A maior parte da arrecadação de royalties no Estado provém da extração de minério de ferro, seguida por cobre e bauxita. A mineração destes produtos é bastante concentrada geograficamente, com as cidades de Parauapebas e Canaã dos Carajás recebendo 80% da compensação destinada a municípios paraenses no período – os dois municípios possuem operações focadas na extração de minério de ferro e cobre, respectivamente. Outras prefeituras com volumes significativos de royalties são Marabá, sendo cobre o principal produto; Itaituba e Novo Progresso, com ouro; e Paragominas e Oriximiná, que extraem bauxita. Curionópolis e Terra Santa estão entre as cidades que mais receberam royalties per capita. Estes nove municípios estão concentrados em três grupos geográficos.

O número de municípios com receitas de royalties aumentou, mas, conforme aponta o levantamento da PUC, a maioria das prefeituras que começaram a receber os recursos recentemente recolhe menos de R$ 50 por habitante, enquanto as cidades com atividades mineradoras mais consolidadas podem receber até mais de R$ 500 por habitante. “Isto mostra que a distribuição de royalties no Pará continua concentrada nos mesmos municípios que historicamente mais ganharam recursos da Cfem”, mostra.

Ao analisar as receitas provenientes da Cfem em todos os municípios paraenses, o estudo ainda identificou que o aumento de R$ 1 no recebimento de royalties está associado a uma alta equivalente nas despesas municipais. Metade do aumento nos royalties da mineração seria direcionada para cobrir despesas correntes, principalmente salários e pensões, e a outra metade, investimentos. Sendo assim, verifica-se a ausência de um crescimento maior nos gastos, o que sugere que o esforço fiscal diminui quando os royalties aumentam. Isso, segundo a entidade, contraria o regulamento da Cfem, que diz que a atividade econômica local deveria crescer junto com a arrecadação de royalties.

Mineração deve deixar legado para gerações futuras

Pesquisador, o analista sênior de infraestrutura no CPI/PUC-Rio, Rafael Araújo, explica que o objetivo desses recursos é que sejam investidos nas cidades para gerar melhorias nas áreas necessárias, como saúde e educação, até para cumprir a ideia de compensar os municípios pelos efeitos da atividade de mineração. Além disso, há a ideia de que se tenha uma distribuição mais justa do recurso ao longo do tempo, entre gerações. “Na mineração, esses recursos vão se esgotar, então é de interesse social que as futuras gerações possam se beneficiar de alguma forma da exploração desse recurso. Existem esses dois focos: compensar a população local ajudando os municípios que estão sendo afetados pela mineração e fazer uma distribuição mais justa entre as pessoas”, avalia.
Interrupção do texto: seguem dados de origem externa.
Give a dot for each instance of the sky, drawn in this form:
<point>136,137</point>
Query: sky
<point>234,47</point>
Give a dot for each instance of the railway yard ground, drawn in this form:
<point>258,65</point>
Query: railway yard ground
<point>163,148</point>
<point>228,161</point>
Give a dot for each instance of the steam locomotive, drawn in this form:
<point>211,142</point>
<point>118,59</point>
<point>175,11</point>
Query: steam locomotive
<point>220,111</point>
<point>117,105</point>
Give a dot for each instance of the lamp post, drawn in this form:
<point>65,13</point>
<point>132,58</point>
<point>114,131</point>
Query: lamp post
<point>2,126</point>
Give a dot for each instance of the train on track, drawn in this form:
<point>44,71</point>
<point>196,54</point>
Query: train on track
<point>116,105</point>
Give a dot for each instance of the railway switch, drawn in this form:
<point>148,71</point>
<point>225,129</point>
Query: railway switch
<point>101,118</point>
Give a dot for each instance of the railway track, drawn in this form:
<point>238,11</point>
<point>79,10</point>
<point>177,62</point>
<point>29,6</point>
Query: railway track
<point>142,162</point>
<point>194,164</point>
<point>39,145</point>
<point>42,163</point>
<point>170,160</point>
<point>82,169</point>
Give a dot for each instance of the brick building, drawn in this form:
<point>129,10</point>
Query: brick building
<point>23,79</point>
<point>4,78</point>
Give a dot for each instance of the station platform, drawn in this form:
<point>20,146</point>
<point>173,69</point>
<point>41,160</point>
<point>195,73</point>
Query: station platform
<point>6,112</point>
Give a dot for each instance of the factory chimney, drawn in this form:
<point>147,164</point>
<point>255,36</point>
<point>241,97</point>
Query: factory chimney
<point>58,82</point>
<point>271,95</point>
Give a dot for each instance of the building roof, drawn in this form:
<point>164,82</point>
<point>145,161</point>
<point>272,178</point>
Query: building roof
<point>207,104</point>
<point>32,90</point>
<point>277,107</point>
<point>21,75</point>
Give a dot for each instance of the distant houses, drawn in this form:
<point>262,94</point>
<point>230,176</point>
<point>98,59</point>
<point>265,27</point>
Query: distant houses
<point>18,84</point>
No entanto, Rafael diz que mesmo com o alto valor recebido pelo Pará por meio da Cfem, ainda é possível observar um certo desequilíbrio entre o aumento da compensação e o desenvolvimento humano, medido pela qualidade da saúde, da gestão, emprego formal, renda, abandono, educação infantil, porcentagem de mulheres que fazem pré-natal, mortalidade infantil, violência e outros indicadores. Segundo ele, o resultado não é surpreendente e outros estudos apontam para a mesma problemática em outros locais, a exemplo da Índia, Nigéria e no próprio Brasil, com o petróleo.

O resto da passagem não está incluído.